Tumor location was obtained for all participants from pathology reports through the Puget Sound SEER registry. Colon cancer was defined as ICD-O-3 codes C180 and C182–C189, and rectal cancer was defined as codes C199 and C209 [13].

Covariates

Information regarding other health information and demographics was collected via the baseline questionnaire. We adjusted for the following variables known to be associated with the development and diagnosis of CRC: sex (male, female), age at diagnosis (years), race and ethnicity (people of color, white), diabetes (yes, no), and body mass index (BMI, kg/m²). We also adjusted for SEER cancer stage at diagnosis (localized, regional, distant), collected from the Puget Sound SEER to account for the fact that the stage of CRC may affect the presence of symptoms. In the absence of strong effect modification by cancer stage, this variable was included as a confounder.

Statistical analysis

Logistic regression was used to calculate unadjusted and adjusted odds ratios (ORs) and 95% confidence intervals (CIs) to compare the odds of CRC site (rectal vs. colon) according to symptoms experienced. Symptoms were assessed as binary variables (yes, no). Logistic regression was performed on the following symptoms: blood in stool, changes to stool, abdominal pain or cramps, anemia, other symptoms, and asymptomatic.

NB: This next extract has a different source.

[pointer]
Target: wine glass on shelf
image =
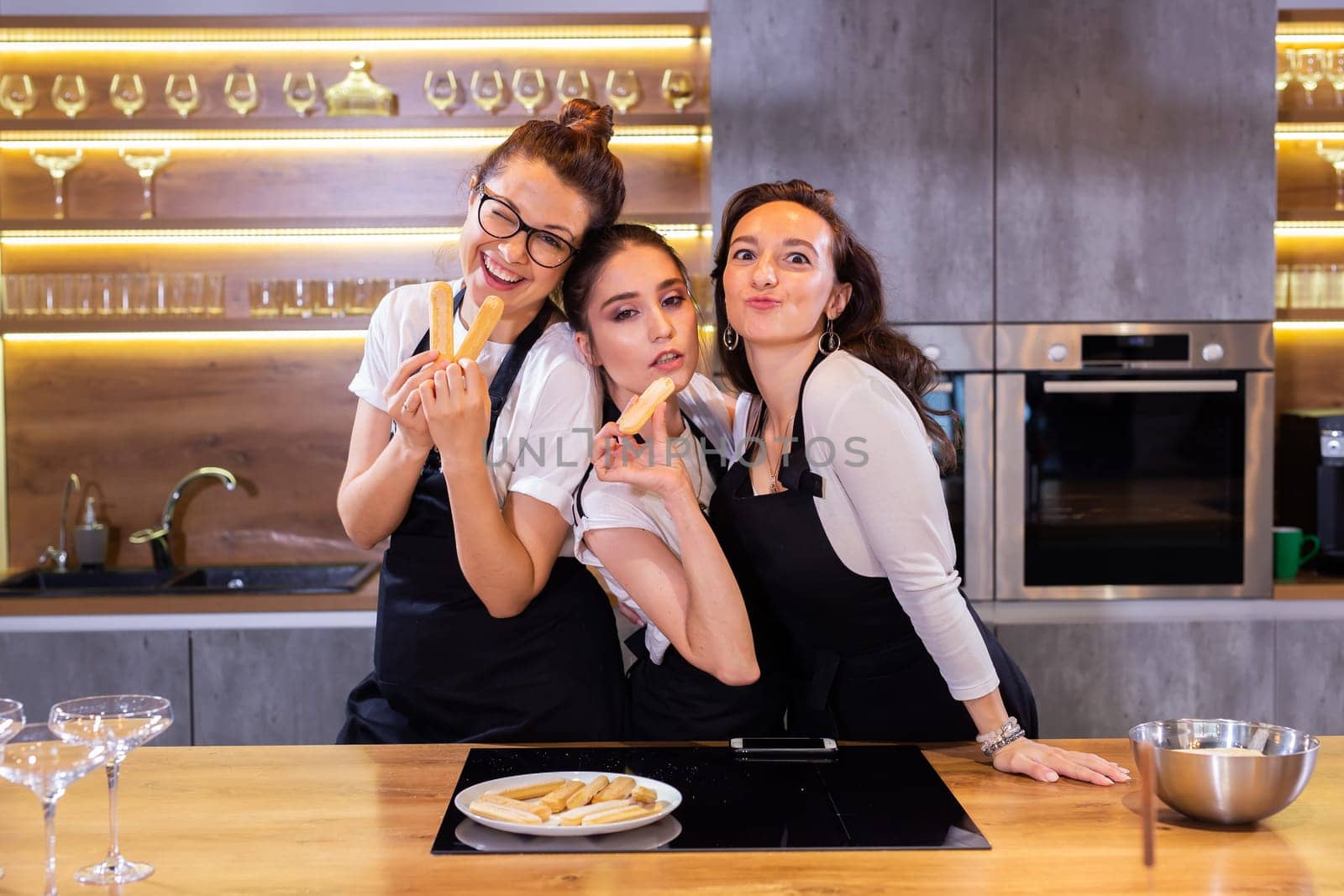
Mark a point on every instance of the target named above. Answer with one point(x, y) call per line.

An exploratory analysis was performed to analyze associations of CRC sites according to symptoms experienced stratified by age at diagnosis of CRC. Based on screening guidelines at the time of data collection, early-onset CRC was defined as those diagnosed with CRC before 50 years of age. Later-onset was defined as those who were diagnosed with CRC at age 50 years of age or older. In these exploratory analyses, we only adjusted for sex and BMI due to sample size constraints. In sensitivity analyses restricted to the later-onset group, there were no marked differences in results using this restricted adjustment model vs. the full adjustment model described above (see Additional File 2).

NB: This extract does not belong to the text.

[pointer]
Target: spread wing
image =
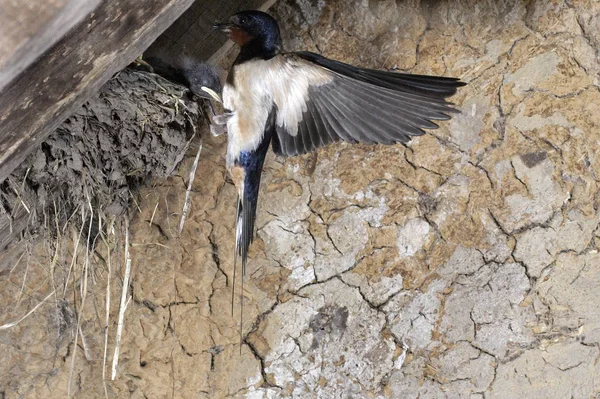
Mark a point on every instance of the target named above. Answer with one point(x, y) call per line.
point(321, 101)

All statistical analyses were performed in SAS (Version 9.4, SAS Institute, Inc., Cary, NC, USA). All p-values were 2-sided and a p-value < 0.05 was considered statistically significant.

Among all CRC patients, 63% were diagnosed with colon cancer while 37% were diagnosed with rectal cancer. The majority of patients were white, had local or regional cancer stage at the time of diagnosis, and had an average age of CRC diagnosis of 58 years (Table 1). For the majority of patients (72%), cancer diagnosis was prompted by symptoms; those diagnosed based on symptoms were younger compared to those who were diagnosed through screening (average 57.0 vs. 61.8 years). The most prevalent symptoms were blood in stool (40%), changes to stool (31%), and abdominal pain (28%). Medical records also reported patients with anemia (11%) and other symptoms (18%) (Fig. 1). Asymptomatic patients who were diagnosed via screening received either a colonoscopy (83%) or FIT/FOBT (17%). While other screening tests were an option on the medical record abstraction form, none were noted.

Percentage of patients who experienced symptoms by colon and rectal cancer (N = 626)

Full size image

The unadjusted and adjusted associations between CRC pre-diagnostic cancer symptoms and CRC anatomic site are reported and shown in Table 2 (reported as OR (95% CIs)). There were statistically significant associations between various symptoms and CRC anatomic site. CRC patients who experienced blood in stool (4.37 (3.02, 6.33)) and changes to stool (1.78 (1.21, 2.60)) were more likely to have rectal cancer than colon cancer. CRC patients with abdominal pain (0.30 (0.19, 0.47)), anemia (0.40 (0.21, 0.75)), or other symptoms (0.33 (0.19, 0.55)) were more likely to have colon cancer than rectal cancer. Asymptomatic patients (i.e. diagnosed via screening) were more likely to have colon cancer than rectal cancer (0.68 (0.44, 1.04)), although this result was not statistically significant.

In exploratory analyses stratified by binary age at diagnosis, we observed that the associations between stool-based symptoms and rectal vs. colon cancer were stronger among those with early-onset CRC than among those with later-onset CRC (Table 3). Early-onset patients who experienced blood in stool were 6.48 (2.73, 15.41) times as likely to have rectal cancer while later-onset patients were 4.03 (2.71, 6.00) times as likely to have rectal cancer. Among early-onset patients, the OR for associations with rectal cancer site were 1.72 (0.80, 3.69) for changes to stool, 0.18 (0.08, 0.42) for abdominal pain, 0.19 (0.04, 0.94) for anemia, 0.18 (0.07, 0.48) for other symptoms, and 1.43 (0.22, 9.14) for no symptoms.

Main findings

In this study, we observed statistically significant associations between CRC symptoms and CRC anatomic site. There was evidence that those who experienced blood in stool and changes to stool were more likely to be diagnosed with rectal cancer, while those who experienced abdominal pain, anemia, and other symptoms were more likely to be diagnosed with colon cancer. The observed positive association between the experience of blood in stool and rectal cancer site were particularly pronounced for early-onset CRC.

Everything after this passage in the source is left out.